Według tego serwisu, w 2012 roku około 50 ewangelicznych chrześcijan zostało nawet wydalonych z rejonu. Miejscowi liderzy zapewnili ich, że będą mogli powrócić, jeśli tylko przejdą na katolicyzm i zaczną płacić składkę na organizację wspomnianych festiwali.
Mniejszość protestancka doświadcza prześladowań także w innych regionach Meksyku.
Według doniesień, w rejonie Mariano Matamoros stoją w obliczu presji, by powrócić do katolicyzmu lub opuścić swoją wioskę. Władze wsi miały też ich karać poprzez odcinanie wody i kanalizacji.
Z kolei w czerwcu protestanci ze wsi Chichiltepec w stanie Hidalgo mieli otrzymać nawet groźby śmierci po tym, jak starali się o spotkanie, by porozmawiać o prześladowaniach.
Meksykańska organizacja Impulso 18 broniąca praw człowieka, podała, że "delegat miejscowej społeczności" Jesus Dominguez Hernandez wpadł w "furię" i zagroził śmiercią wszystkim ewangelicznym chrześcijanom, gdy dowiedział się, że chcą oni wyrazić sprzeciw wobec niewłaściwego traktowania.
Według doniesień, protestantom powiedziano, by wyrzekli się swojej wiary albo ponieśli konsekwencje odmowy.
Sprawą prześladowań zainteresowały się Stany Zjednoczone.
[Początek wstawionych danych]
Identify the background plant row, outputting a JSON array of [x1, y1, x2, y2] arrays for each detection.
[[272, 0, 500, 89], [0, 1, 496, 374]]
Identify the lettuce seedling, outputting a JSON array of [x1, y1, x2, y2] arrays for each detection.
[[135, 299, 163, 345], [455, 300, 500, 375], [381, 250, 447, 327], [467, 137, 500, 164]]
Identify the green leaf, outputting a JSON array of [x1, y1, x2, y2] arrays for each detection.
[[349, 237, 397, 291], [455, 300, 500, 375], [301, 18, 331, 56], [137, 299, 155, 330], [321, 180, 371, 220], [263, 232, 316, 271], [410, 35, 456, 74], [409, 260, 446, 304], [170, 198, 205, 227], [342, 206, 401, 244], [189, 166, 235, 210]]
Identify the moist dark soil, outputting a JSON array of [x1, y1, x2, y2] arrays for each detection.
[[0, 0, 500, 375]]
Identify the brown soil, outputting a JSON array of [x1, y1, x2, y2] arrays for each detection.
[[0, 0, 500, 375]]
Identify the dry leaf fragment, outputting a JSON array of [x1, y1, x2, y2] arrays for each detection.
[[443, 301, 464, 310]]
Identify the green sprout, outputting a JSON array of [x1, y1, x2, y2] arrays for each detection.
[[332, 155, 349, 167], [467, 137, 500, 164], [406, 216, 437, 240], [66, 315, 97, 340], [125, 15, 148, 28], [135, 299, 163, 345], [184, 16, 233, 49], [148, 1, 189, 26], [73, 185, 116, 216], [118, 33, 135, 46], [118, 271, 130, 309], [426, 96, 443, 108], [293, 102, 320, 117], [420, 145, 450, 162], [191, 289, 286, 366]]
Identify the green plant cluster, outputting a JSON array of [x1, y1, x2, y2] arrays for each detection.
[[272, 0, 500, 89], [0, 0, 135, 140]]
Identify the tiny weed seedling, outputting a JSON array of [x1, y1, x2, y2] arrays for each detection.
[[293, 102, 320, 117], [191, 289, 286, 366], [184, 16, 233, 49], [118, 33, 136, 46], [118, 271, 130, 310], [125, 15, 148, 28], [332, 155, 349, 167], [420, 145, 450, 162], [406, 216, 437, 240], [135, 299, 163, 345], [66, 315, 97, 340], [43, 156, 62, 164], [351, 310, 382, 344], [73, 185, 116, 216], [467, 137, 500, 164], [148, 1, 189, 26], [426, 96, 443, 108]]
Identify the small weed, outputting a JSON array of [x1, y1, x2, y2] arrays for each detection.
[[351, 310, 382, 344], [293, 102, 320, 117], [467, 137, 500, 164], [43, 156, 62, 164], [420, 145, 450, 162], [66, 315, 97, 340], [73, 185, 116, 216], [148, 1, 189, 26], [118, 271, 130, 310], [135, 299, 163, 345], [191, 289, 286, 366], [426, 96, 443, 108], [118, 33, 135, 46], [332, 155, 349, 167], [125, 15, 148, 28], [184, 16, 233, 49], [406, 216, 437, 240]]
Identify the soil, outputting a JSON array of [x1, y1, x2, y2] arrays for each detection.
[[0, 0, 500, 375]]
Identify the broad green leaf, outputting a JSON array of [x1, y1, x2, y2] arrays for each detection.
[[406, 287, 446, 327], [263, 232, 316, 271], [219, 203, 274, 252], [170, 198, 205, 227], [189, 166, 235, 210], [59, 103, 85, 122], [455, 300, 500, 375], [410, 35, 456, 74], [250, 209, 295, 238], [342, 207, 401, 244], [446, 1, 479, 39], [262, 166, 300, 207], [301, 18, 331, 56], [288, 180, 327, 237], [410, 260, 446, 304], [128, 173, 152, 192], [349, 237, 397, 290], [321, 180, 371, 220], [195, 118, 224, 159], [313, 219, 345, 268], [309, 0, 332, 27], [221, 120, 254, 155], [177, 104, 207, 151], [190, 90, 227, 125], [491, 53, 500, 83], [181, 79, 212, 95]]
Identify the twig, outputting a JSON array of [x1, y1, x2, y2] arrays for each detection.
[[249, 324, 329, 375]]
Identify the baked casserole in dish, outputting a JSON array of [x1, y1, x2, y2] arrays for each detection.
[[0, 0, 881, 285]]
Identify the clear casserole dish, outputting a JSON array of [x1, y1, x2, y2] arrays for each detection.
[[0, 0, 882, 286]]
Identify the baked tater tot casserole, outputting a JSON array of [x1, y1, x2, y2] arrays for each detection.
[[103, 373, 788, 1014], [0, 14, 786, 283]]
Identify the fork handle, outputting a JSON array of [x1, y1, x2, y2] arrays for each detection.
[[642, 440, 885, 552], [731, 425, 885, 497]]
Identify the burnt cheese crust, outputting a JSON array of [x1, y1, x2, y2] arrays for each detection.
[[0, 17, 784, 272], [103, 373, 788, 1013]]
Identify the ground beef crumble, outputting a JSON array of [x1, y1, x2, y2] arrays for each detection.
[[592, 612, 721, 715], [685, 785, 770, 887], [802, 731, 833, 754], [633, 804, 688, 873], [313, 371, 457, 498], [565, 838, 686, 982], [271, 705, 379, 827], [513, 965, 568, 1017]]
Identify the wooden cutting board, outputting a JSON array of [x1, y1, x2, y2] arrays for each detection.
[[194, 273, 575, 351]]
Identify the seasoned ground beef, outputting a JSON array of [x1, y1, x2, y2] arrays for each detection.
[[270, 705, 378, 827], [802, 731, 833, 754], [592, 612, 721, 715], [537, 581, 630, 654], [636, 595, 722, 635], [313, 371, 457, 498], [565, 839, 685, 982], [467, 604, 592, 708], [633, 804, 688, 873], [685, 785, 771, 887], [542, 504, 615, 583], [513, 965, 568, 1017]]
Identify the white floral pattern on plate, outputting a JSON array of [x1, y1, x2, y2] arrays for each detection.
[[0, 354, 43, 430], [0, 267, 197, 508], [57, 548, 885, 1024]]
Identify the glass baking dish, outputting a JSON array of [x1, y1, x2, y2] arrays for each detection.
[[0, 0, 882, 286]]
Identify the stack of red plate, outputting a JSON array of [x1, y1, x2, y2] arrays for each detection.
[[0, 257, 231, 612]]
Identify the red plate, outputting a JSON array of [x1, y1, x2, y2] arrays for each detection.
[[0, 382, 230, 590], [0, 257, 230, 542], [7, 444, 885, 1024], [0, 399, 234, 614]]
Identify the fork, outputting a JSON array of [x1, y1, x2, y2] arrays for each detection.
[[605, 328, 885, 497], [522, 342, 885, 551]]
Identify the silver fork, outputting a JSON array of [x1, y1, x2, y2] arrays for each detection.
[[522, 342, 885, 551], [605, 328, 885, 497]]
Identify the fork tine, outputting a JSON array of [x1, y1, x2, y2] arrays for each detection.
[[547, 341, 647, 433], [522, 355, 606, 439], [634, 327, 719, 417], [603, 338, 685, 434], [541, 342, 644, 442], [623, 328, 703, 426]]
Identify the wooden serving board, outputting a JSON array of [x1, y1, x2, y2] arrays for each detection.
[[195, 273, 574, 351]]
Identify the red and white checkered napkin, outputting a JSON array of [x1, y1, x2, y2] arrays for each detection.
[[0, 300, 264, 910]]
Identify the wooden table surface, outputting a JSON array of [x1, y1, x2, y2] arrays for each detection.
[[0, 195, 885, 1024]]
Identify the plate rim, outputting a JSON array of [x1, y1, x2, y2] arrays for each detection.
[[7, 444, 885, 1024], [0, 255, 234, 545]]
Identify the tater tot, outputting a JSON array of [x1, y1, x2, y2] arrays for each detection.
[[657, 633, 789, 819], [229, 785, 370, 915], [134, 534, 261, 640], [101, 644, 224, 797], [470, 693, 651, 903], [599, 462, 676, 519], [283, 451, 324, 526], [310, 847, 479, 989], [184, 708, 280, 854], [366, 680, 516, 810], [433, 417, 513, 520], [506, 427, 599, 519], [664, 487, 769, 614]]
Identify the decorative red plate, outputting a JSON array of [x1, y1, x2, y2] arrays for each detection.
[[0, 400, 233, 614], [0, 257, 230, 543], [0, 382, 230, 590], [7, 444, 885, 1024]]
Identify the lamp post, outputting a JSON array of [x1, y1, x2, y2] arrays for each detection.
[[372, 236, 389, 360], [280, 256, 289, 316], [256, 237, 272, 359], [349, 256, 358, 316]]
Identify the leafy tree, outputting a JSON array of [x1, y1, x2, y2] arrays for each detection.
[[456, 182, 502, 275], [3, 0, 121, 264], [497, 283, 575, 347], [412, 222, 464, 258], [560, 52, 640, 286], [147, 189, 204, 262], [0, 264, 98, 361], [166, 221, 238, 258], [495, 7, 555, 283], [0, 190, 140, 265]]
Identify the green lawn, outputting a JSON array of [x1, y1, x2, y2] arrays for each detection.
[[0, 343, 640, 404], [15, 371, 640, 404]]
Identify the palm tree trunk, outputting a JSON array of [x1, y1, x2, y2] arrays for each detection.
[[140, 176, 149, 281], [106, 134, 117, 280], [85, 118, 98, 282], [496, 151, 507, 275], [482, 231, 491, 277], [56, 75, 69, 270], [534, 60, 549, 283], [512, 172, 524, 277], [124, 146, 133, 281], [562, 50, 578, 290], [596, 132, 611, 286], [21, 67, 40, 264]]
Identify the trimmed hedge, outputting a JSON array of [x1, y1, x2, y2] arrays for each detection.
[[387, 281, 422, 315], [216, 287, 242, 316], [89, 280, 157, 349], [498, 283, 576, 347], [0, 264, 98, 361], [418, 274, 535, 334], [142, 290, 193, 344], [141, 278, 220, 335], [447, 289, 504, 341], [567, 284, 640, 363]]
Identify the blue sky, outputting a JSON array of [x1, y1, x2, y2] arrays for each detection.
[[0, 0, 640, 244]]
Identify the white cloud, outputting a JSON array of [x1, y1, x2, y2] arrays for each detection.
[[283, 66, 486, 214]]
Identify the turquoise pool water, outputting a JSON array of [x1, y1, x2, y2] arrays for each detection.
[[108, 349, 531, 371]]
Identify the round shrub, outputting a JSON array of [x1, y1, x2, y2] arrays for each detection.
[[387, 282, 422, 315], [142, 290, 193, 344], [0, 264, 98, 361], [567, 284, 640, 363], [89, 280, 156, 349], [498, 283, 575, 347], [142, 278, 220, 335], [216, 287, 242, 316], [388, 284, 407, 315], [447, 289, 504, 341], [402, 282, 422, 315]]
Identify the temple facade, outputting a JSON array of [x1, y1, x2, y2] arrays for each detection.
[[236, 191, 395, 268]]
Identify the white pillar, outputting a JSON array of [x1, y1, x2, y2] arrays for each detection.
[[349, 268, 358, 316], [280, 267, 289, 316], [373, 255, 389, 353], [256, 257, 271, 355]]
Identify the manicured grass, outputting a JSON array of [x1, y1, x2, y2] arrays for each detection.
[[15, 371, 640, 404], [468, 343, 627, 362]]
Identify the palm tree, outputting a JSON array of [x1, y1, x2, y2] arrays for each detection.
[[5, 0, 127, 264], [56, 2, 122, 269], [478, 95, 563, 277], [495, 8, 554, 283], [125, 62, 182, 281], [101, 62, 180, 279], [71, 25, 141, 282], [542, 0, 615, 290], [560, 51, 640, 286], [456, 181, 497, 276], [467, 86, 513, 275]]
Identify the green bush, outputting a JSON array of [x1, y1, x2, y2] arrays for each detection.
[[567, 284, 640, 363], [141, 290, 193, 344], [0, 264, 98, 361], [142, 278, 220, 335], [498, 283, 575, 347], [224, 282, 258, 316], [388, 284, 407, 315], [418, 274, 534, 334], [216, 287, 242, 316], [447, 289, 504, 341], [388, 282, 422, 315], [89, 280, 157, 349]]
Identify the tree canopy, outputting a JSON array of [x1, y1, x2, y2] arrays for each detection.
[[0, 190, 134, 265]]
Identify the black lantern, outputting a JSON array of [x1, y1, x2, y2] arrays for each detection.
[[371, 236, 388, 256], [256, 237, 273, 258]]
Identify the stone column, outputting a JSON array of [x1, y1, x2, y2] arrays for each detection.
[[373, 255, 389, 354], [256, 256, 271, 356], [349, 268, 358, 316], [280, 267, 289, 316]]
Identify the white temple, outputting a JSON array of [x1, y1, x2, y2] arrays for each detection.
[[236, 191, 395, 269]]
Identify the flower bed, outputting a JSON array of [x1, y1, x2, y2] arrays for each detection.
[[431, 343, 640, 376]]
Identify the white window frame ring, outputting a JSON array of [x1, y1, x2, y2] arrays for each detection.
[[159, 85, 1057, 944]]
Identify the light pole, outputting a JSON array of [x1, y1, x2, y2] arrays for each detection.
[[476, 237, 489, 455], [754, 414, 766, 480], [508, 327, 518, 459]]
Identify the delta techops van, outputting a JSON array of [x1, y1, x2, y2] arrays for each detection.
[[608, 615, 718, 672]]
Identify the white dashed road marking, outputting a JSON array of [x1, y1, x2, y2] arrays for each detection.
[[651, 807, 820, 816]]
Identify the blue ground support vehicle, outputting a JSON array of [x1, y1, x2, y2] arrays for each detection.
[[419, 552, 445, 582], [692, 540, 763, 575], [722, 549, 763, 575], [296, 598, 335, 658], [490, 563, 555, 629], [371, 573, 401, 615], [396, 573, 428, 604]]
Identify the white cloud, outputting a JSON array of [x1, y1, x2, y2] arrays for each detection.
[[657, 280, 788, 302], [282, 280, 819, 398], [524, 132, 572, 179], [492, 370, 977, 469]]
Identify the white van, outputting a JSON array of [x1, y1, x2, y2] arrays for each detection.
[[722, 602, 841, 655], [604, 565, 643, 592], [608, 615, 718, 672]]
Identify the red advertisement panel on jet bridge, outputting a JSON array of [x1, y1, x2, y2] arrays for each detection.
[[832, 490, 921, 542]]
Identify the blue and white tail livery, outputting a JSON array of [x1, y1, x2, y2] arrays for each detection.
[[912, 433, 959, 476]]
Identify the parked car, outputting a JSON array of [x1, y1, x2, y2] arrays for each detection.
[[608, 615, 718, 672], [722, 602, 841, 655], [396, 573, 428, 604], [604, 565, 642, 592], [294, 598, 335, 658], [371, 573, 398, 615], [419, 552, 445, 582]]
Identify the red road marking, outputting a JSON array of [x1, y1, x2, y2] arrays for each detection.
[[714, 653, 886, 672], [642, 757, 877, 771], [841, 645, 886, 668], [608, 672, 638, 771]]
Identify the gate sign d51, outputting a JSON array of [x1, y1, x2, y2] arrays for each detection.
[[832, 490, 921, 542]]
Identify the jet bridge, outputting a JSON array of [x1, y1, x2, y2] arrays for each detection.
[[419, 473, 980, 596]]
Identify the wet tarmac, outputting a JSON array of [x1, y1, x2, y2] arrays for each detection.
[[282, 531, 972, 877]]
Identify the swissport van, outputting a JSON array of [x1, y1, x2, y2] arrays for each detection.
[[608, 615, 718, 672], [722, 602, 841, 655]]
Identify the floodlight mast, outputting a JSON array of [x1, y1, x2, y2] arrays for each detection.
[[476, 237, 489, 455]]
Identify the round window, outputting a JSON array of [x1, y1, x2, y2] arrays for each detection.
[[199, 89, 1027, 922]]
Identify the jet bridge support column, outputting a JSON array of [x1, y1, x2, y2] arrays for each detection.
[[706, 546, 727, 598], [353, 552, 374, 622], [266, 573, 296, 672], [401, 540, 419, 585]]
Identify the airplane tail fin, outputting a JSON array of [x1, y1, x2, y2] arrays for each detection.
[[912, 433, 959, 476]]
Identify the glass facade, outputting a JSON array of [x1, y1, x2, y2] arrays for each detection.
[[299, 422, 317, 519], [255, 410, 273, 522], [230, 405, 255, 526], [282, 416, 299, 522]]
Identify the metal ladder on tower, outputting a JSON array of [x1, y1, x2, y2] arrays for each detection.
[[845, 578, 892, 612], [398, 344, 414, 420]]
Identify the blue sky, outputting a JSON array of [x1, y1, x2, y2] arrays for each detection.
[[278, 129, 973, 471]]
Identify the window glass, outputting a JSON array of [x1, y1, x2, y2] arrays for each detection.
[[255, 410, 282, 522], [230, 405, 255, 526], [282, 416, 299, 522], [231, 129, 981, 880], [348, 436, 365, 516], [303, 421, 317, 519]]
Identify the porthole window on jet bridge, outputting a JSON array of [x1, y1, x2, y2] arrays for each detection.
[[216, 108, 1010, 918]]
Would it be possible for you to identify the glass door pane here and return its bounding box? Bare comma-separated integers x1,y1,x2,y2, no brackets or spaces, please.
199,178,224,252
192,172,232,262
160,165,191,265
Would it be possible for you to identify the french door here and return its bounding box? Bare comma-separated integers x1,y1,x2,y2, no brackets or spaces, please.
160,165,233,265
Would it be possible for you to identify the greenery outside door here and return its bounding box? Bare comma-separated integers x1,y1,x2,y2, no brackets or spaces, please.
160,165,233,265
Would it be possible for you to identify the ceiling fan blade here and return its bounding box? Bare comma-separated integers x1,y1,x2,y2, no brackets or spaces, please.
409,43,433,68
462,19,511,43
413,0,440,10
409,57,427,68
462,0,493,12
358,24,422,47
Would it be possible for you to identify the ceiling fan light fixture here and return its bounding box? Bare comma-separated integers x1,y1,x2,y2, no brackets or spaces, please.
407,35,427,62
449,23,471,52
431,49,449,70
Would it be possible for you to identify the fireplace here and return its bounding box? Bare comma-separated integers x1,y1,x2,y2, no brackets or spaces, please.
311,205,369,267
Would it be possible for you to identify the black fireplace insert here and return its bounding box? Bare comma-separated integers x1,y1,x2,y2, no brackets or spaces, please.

Przedstawiciele Departamentu Stanu zażądali od meksykańskich władz wyjaśnień.
Organizacja Open Doors śledząca prześladowania chrześcijan umieściła Meksyk na 38. miejscu listy państw, w których wierzący doświadczają największych prześladowań za wiarę.
Poniższe wideo (w jęz. angielskim) opisuje te prześladowania.
Adnotacja: redakcja serwisu ChnNews.pl nie stoi po stronie katolików lub protestantów, a jedynie przekazuje informacje dotyczące wyżej opisanych zdarzeń.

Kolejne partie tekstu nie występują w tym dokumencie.